Part 5: Executive Summary

print("=" * 60)
print("EXECUTIVE SUMMARY: E-COMMERCE ANALYTICS")
print("=" * 60)

print("\n1. DESCRIPTIVE INSIGHTS:")
print(f"   - Average transaction: ${df['amount'].mean():.2f} (median: ${df['amount'].median():.2f})")
print(f"   - Top revenue category: {category_sales.idxmax()}")
print(f"   - Discount usage: {df['discount_used'].mean()*100:.1f}% of transactions")
print(f"   - Highest spending age group: {age_spend.idxmax()}")

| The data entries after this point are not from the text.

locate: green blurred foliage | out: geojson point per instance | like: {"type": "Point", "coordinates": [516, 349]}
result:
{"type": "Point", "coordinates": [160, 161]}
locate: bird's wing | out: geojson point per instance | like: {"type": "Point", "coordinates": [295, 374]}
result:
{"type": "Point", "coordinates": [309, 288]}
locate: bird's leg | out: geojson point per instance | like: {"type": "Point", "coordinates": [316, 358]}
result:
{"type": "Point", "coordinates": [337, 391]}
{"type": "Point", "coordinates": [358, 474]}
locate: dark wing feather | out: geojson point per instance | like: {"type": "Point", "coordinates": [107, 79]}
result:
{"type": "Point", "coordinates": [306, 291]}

print("\n2. A/B TEST RESULTS:")
print(f"   - New checkout improves conversion by ~{expected_lift:.1f}%")
print(f"   - {prob_treatment_better:.1%} probability of being better")
print(f"   - Recommendation: {'SHIP IT' if prob_treatment_better > 0.95 else 'GATHER MORE DATA'}")

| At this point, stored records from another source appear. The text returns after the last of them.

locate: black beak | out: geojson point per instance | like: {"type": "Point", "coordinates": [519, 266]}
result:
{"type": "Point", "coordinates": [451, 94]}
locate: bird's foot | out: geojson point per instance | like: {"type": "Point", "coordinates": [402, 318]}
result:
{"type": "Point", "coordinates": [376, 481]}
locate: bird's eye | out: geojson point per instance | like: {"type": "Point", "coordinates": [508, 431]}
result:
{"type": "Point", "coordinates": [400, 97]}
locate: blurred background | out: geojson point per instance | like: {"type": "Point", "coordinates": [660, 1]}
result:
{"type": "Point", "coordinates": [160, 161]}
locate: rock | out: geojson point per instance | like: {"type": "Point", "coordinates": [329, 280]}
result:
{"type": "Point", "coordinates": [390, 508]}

print("\n3. CLV PREDICTION MODEL:")
print(f"   - Model R-squared: {r2:.3f}")
print(f"   - Key drivers: {', '.join(importance_df.tail(3)['feature'].values)}")
print(f"   - Use for: Targeting high-value customers, personalization")

print("\n4. SALES FORECAST:")
print(f"   - Next month forecast: ${monthly_forecast:,.0f}")
print(f"   - Forecast accuracy: {(1 - mape/100)*100:.1f}%")
print(f"   - Trend: {'Upward' if decomposition.trend.iloc[-1] > decomposition.trend.iloc[-30] else 'Stable'}")

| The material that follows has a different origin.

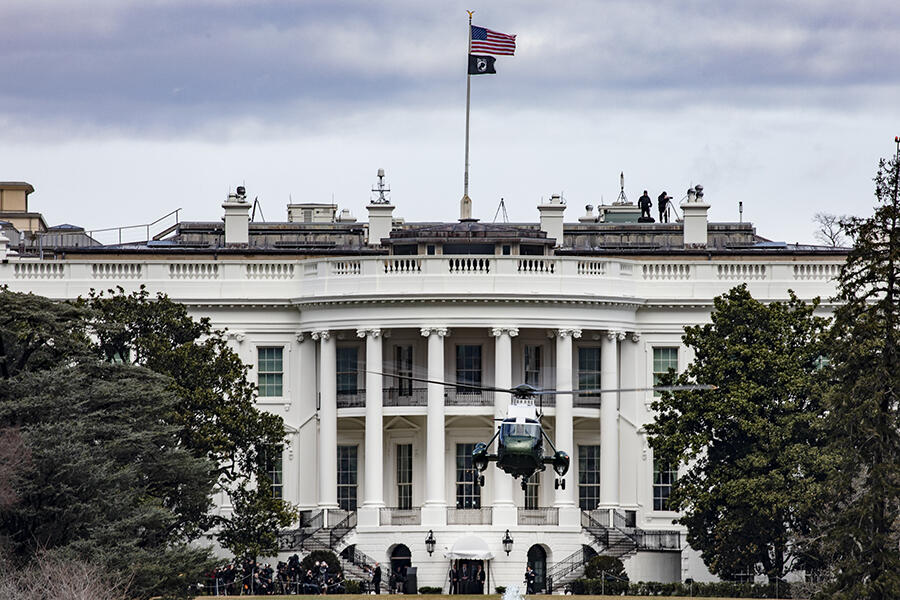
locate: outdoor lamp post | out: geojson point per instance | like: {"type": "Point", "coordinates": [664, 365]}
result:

print("\n5. RECOMMENDED ACTIONS:")
print("   [+] Ship new checkout flow (strong statistical evidence)")
print("   [+] Focus marketing on 36-45 age group (highest spend)")
print("   [+] Increase Electronics category inventory (top revenue)")
print("   [+] Use CLV model for customer acquisition targeting")

print("\n" + "=" * 60)

Submission Checklist

  1. Jupyter Notebook with all analysis code
  2. Executive Summary (1 page) for non-technical stakeholders
  3. Technical Report documenting methodology and assumptions
  4. Slide Deck (5-10 slides) for presentation
  • All statistical assumptions checked and documented
  • Confidence/credible intervals provided for all estimates
  • Visualizations are clear and properly labeled
  • Business implications clearly stated
  • Limitations acknowledged
  • Well-commented and readable
  • Functions documented with docstrings
  • Reproducible (random seeds set)
  • Error handling for edge cases

Summary

ModuleWhat You Applied
Descriptive StatisticsSummarized data distributions
ProbabilityCalculated conditional probabilities
Hypothesis TestingA/B test significance testing
Bayesian StatisticsPosterior distributions for conversion
RegressionCLV prediction model
Time SeriesSales forecasting
Congratulations! You’ve completed a full statistical analysis pipeline. These skills - from exploratory analysis to predictive modeling - are exactly what data scientists do every day. You’re now ready to tackle real-world problems with confidence!